Sunday, December 9, 2007

Thomass Winter Series

Today I ran at the second race of the Thomass winter orienteering series, held annually in Ontario. This is a handicapped race with a score element where you miss out controls depending on your age/sex point score. My age wouldn't normally let me miss anything but with it being my first ever Thomass I was able to miss one control.
The rest of the course was a normal 4 km loop in a nice wood. Also, depending on your handicap you started a different distance from the start kite in the mass start, with old ladies about 300m away and M21 1.4 km away, I started about 1.2 km away.

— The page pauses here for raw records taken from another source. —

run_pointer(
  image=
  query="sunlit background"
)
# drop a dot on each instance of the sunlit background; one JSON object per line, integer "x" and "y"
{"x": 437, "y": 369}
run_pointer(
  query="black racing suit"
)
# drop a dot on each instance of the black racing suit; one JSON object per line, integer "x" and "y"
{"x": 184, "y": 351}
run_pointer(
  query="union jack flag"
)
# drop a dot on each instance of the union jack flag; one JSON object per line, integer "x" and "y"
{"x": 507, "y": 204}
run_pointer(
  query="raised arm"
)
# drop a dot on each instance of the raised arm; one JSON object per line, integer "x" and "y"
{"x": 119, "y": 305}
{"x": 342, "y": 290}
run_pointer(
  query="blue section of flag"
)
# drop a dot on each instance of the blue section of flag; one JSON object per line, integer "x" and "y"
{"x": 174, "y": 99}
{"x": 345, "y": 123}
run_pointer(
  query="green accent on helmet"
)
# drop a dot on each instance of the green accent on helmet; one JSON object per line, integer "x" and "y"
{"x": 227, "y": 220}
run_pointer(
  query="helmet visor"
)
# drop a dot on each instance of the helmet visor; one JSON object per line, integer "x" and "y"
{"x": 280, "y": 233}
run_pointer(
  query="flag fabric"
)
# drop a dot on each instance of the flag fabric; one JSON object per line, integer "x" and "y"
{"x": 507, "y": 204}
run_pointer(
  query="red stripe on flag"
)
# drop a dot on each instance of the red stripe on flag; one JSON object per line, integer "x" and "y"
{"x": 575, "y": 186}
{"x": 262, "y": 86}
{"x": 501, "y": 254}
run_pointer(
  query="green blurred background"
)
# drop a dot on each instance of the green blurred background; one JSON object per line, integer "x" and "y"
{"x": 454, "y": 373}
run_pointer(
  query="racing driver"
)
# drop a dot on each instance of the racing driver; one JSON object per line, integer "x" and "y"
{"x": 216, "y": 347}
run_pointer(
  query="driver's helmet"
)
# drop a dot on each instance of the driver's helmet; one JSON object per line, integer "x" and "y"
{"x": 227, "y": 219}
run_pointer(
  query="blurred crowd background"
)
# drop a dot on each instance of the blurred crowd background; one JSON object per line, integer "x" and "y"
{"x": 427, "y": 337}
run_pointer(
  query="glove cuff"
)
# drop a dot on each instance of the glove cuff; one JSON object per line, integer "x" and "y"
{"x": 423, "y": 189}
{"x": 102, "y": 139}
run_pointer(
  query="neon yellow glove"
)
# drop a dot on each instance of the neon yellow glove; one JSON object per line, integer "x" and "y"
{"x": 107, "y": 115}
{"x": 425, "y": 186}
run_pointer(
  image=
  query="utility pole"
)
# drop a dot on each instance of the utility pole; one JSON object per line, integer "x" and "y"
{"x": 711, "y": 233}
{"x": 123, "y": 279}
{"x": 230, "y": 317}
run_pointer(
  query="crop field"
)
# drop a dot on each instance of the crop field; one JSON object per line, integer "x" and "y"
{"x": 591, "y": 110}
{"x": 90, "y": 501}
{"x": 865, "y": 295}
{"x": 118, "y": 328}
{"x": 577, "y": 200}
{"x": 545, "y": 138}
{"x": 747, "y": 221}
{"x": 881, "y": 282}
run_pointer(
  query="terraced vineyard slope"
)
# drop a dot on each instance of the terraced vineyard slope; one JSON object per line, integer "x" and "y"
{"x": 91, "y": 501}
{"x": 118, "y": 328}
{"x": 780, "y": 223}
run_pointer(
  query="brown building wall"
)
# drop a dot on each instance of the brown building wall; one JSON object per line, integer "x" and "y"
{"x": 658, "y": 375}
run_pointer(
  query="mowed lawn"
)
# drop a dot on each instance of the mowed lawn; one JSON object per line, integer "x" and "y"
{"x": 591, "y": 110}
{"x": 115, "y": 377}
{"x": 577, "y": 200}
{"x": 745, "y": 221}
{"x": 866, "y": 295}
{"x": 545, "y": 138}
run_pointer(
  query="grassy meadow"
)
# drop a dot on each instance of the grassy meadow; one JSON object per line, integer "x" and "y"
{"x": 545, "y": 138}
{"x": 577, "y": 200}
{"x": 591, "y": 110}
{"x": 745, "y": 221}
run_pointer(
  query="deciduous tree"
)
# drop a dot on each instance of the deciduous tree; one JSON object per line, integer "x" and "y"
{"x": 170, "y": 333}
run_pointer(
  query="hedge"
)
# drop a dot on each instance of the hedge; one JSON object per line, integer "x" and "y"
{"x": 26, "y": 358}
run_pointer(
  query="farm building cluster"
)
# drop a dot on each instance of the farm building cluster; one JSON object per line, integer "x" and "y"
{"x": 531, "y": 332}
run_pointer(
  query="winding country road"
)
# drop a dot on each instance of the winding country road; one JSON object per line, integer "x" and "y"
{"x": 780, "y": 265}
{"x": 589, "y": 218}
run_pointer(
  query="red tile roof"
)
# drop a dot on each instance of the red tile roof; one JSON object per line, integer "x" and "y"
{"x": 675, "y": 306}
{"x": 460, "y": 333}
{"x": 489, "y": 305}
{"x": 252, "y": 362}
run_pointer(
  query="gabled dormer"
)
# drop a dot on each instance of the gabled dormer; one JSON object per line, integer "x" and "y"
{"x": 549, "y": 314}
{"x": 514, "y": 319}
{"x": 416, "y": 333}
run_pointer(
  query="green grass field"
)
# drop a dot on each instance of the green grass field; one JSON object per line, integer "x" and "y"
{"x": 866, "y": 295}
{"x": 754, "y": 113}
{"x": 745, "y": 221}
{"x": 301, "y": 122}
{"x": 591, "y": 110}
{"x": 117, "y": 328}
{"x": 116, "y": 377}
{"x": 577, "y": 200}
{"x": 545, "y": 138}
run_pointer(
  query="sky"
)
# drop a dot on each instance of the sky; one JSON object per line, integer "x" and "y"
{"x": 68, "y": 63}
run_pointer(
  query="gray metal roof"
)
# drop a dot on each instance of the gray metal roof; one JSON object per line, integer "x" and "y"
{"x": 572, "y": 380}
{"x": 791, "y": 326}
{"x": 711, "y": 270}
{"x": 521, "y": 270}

After the start kite was the score element, so I skipped the control 35 m down a steep escarpment that I would have just had to climb straight back up again. After completing this I'd already picked off most people who started infront of me and missed out more but I got the rest soon after. I made a mistake at number 4, not reading the slope direction correctly, and the M21 people caught me. A big train to number 7 but the leader made a mistake at 8 and I slipped away with two other people. It was only 1 km to the finish so a proper race, I beat one of them but couldn't get past the other so finished second.

Golden Horseshoe Orienteering Club - www.dontgetlost.ca

I enjoyed it, and think it is a really good format for small informal races since it joins the entire field to give more competition. There was a few inches of snow on the ground.

I played some Canadian Football (slightly different rules to American) on Friday night in the snow, it was actually quite fun. I scored a touchdown :)

Sunday, December 2, 2007

More Snow

It snowed a lot last night...

Saturday, December 1, 2007

Waterloo Santa Shuffle

I ran a 5 km race in a local park today with some of the XC team. There weren't many other serious runners there (national XC champs the same day quite near by) and I came second, being beaten by one of my team mates. With a time of 16:20 mins, over snow covered tracks and very slippy boardwalk, I think it was a bit short of 5 km.
There were a lot of family groups and younger kids running, the race was for the Salvation Army, and people commented that we seemed a bit serious when we were all doing a proper warm-up in our matching team kit. The Waterloo XC girls got a one-two-three.

If there ever are any results then they should be on the Running Room website.

There has been a full week of snow now, it has melted a bit today in the Sun, and it's seriously cold. Just over a month ago I was still wearing shorts and t-shirt!